A mother drops some dishes into the sink improperly and mutters, “Shit.” Soon after, a red-headed daughter spills some orange juice, unjoyfully mimicking her mother. A father tells his daughter not to use that word, while his wife wonders aloud when he’ll take care of getting a tree cut down. The husband gets in his car, finding a little bit of solace, and all he can think to use is the same, small-minded potty word to vent his feelings. This is the Flaherty family of New Jersey, a little mouthy and a little messy, but generally well-meaning. The mother, Jackie (Amy Ryan), is a stay-at-home mom with two young girls (Marcia Haufrecht and Penelope and Sophia Kindred). The father, Mike (Paul Giamatti), is a struggling lawyer and high school wrestling coach who has recently made what seems to be a win-win decision: he has taken over the guardianship of one of his clients, Leo (Burt Young), in exchange for a $1,500 dollar monthly check. In return, Mike’s dementia-suffering client will live comfortably in a nursing home very near his former house.
There’s only one hitch: In order to secure the guardianship, Mike told a judge he would allow Leo to live at home as his client had wished. It’s a minute lie, and there is no reason Mike should ever be caught. Until Leo’s grandkid, Kyle (Alex Shaffer), shows up looking for the grandfather he has never met. Kyle comes from a broken home, his mother (Melanie Lynskey) is currently in rehab, and he needs a place to stay.

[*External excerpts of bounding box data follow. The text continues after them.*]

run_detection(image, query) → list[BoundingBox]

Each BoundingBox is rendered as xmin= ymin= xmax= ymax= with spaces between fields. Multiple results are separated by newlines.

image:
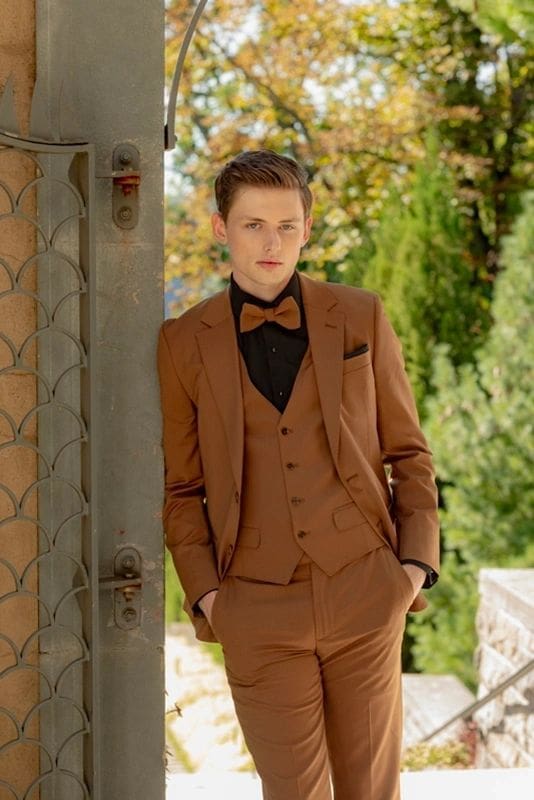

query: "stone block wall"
xmin=475 ymin=569 xmax=534 ymax=767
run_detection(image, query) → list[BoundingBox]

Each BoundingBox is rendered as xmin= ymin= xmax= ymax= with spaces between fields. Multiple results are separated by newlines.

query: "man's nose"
xmin=264 ymin=229 xmax=281 ymax=253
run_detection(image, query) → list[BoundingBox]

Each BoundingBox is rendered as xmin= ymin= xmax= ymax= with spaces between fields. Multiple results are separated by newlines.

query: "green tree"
xmin=364 ymin=132 xmax=489 ymax=411
xmin=167 ymin=0 xmax=531 ymax=300
xmin=409 ymin=193 xmax=534 ymax=685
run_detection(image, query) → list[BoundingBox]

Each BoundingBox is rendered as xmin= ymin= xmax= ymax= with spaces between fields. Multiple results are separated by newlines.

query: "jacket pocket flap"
xmin=237 ymin=525 xmax=261 ymax=547
xmin=332 ymin=503 xmax=367 ymax=531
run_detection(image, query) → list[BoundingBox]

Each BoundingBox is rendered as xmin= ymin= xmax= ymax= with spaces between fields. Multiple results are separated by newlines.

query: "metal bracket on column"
xmin=96 ymin=143 xmax=141 ymax=230
xmin=99 ymin=547 xmax=142 ymax=631
xmin=111 ymin=144 xmax=141 ymax=229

This whole setup is absurdly funny, but director Thomas McCarthy is careful to make certain there’s a story, too. Because of this Win Win’s comedy is mostly situational, carefully crafted but more heartwarming than balls-to-the-wall. Which is a good thing, because I’m not sure Win Win would work as a comedian’s comedy, anyway.
The longer Kyle stays with the Flaherty family, the more he becomes a part of them. He even joins Mike’s wrestling team, and, as it turns out, he’s practically a prodigy. Of course, there would be no place for Win Win to go if everything kept propelling forward like a hunky-dory episode of The Brady Bunch. Luckily, Win Win is better than that. In its third act, Kyle’s mom shows up, hell-bent on returning to Ohio with her son and father. Of course, that outcome wouldn’t be good for anyone.

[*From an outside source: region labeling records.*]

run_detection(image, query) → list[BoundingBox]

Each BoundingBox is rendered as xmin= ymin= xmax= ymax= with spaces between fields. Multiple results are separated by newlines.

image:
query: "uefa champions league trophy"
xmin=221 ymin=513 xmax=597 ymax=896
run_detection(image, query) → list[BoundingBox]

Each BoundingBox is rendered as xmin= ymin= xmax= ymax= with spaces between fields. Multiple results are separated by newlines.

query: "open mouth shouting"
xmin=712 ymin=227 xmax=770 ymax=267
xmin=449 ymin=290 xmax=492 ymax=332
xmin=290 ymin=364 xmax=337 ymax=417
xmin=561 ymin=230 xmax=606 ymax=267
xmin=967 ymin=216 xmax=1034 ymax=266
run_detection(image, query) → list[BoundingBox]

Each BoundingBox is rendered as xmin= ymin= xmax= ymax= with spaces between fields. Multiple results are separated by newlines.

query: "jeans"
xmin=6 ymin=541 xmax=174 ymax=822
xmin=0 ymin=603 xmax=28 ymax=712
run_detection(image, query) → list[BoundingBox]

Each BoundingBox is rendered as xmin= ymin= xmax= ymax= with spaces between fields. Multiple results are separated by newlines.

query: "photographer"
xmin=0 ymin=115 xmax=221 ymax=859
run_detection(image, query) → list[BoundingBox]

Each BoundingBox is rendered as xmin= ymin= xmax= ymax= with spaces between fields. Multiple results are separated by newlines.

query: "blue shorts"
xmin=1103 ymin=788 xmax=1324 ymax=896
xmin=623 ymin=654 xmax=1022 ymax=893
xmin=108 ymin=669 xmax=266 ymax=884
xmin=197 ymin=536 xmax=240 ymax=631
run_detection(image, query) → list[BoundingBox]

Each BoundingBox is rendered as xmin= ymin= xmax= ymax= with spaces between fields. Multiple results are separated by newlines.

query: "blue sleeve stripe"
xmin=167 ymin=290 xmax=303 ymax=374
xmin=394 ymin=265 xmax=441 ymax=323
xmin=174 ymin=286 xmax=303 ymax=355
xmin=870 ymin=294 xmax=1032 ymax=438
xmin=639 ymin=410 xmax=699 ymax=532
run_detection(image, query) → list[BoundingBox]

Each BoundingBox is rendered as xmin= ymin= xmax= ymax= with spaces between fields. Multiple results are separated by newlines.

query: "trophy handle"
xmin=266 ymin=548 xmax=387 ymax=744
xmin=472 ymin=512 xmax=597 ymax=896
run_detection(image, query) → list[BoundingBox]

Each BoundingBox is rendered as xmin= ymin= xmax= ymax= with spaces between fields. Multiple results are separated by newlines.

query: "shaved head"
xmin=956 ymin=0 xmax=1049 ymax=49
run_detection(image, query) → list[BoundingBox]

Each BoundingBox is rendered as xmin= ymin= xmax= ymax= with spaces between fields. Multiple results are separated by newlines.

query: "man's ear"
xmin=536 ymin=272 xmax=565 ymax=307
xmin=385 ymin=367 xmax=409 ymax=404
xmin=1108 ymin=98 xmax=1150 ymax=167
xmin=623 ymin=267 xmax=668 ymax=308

Thomas McCarthy discusses on the disc how he was going for moments of “quiet humanity.” Win Win is not a loud movie, and because of this, it never comes across as preachy, hopeless, or cliché. It does come across as blatantly, unapologetically entertaining, but that doesn’t mean there isn’t a little extra in store too. Giamatti, Ryan, and Jeffrey Tambor (who plays Mike’s assistant coach) are all gems, Lynskey puts in another solid performance, and even newcomer Shaffer is perfect for his tight-lipped, teenaged role. Things may turn out exactly as the audience expects from Act 1 on, but that doesn’t mean the movie still isn’t unexpected. It would never fit in with the Remember the Titans of the world, and it certainly is no Talladega Nights. Win Win is its own little brand of quirk, and if that doesn’t prove a winner, I guess I just don’t understand the rules of the game. The disc is a little weird to maneuver through. When you click on the extras section, the extras choices pop up above. I kept thinking I needed to scroll to get to them, but it turns out all you need to do is click on ‘em.

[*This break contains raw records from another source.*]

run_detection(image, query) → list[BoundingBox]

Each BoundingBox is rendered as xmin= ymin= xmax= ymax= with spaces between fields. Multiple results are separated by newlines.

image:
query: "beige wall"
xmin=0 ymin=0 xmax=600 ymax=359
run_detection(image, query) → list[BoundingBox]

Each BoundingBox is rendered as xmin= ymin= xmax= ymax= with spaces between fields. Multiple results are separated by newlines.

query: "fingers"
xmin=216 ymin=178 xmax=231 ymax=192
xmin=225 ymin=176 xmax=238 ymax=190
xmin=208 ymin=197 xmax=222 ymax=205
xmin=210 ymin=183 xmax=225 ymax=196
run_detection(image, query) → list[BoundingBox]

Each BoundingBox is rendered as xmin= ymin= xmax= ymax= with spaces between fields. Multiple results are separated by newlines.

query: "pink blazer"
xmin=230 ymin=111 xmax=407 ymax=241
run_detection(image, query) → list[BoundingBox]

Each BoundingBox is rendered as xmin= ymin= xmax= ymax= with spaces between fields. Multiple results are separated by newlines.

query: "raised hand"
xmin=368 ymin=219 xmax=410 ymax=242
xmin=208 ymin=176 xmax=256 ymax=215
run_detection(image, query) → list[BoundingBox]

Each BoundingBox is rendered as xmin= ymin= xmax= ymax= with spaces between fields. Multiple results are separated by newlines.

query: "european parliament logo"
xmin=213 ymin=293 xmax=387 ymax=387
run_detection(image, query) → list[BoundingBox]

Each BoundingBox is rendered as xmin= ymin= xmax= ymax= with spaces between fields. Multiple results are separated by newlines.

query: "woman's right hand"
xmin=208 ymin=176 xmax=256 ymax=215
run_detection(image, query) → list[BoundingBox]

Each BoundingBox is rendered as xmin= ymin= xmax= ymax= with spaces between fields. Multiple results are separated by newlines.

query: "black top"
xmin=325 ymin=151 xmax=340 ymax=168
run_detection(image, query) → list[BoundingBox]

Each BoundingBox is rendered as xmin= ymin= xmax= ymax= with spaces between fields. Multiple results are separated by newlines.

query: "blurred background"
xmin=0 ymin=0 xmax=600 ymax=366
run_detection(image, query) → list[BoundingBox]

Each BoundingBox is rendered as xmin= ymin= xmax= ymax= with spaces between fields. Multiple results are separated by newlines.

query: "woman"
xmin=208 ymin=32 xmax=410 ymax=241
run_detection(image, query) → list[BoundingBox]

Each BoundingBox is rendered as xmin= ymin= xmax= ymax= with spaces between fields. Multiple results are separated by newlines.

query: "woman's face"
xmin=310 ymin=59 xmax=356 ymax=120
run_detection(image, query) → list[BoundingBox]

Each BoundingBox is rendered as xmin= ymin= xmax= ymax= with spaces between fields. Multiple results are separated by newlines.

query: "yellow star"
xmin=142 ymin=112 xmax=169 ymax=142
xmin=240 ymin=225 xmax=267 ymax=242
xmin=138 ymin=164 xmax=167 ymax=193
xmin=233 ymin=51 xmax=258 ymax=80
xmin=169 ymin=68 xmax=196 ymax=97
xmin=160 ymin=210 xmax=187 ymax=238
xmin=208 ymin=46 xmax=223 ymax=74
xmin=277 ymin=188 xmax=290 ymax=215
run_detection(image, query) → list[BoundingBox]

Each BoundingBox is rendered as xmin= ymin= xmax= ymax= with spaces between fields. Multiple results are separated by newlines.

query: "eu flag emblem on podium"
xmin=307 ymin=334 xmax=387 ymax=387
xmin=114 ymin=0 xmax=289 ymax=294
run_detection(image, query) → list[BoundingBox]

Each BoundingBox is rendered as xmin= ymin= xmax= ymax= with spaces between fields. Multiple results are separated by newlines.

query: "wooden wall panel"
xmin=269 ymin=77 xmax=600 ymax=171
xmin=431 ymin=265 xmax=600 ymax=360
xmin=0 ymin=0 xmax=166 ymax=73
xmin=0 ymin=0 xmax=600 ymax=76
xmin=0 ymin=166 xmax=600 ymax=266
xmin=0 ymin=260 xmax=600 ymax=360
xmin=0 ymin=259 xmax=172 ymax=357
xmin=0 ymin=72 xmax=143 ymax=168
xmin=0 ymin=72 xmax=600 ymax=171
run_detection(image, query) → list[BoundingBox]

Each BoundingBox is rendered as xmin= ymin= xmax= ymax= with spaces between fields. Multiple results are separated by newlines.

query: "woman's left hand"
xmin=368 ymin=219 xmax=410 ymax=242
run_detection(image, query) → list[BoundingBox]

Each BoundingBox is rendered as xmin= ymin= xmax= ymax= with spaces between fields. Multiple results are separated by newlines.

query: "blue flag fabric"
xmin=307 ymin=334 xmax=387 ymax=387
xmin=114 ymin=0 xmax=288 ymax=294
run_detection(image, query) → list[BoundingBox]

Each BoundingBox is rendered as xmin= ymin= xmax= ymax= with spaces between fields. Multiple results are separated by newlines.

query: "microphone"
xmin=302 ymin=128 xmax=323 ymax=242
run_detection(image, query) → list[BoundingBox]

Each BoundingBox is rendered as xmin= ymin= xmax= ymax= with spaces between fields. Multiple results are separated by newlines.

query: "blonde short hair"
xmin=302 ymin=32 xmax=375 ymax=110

The first extra is a dismal deleted scenes section, featuring a mere two short segments. After that, though, the extras kick up a gear. There are two commentary featurettes. The first is with Thomas McCarthy and Joe Tiboni as they discuss the kickoff point for Win Win’s story and wrestling adventures from their childhoods. The second interview is with McCarthy again, but also Giamatti. This interview is from the Sundance Film festival after Win Win made its debut, so it has a totally different viewpoint. One thing I will add is that McCarthy is such a talker.
Oddly, a montage from Sundance is also included, and only features David W. Thompson, the kid who plays Kyle’s friend, Stemler. It’s kind of silly, and since Stemler isn’t overly important to the plot, I wonder if someone just found the footage and tossed it onto the disc as an afterthought.
Next, there is a video for The National song, “Think You Can Wait,” which appears in the credits to the film. You’ll totally be able to see why the video appears in the credits and not the film itself. Overall the film is too lighthearted to need the sorrow in Matt Berninger’s voice to make a point. This isn’t an episode of Parenthood. With the theatrical trailer tacked on to round out the special features, Win Win still makes for an alright set.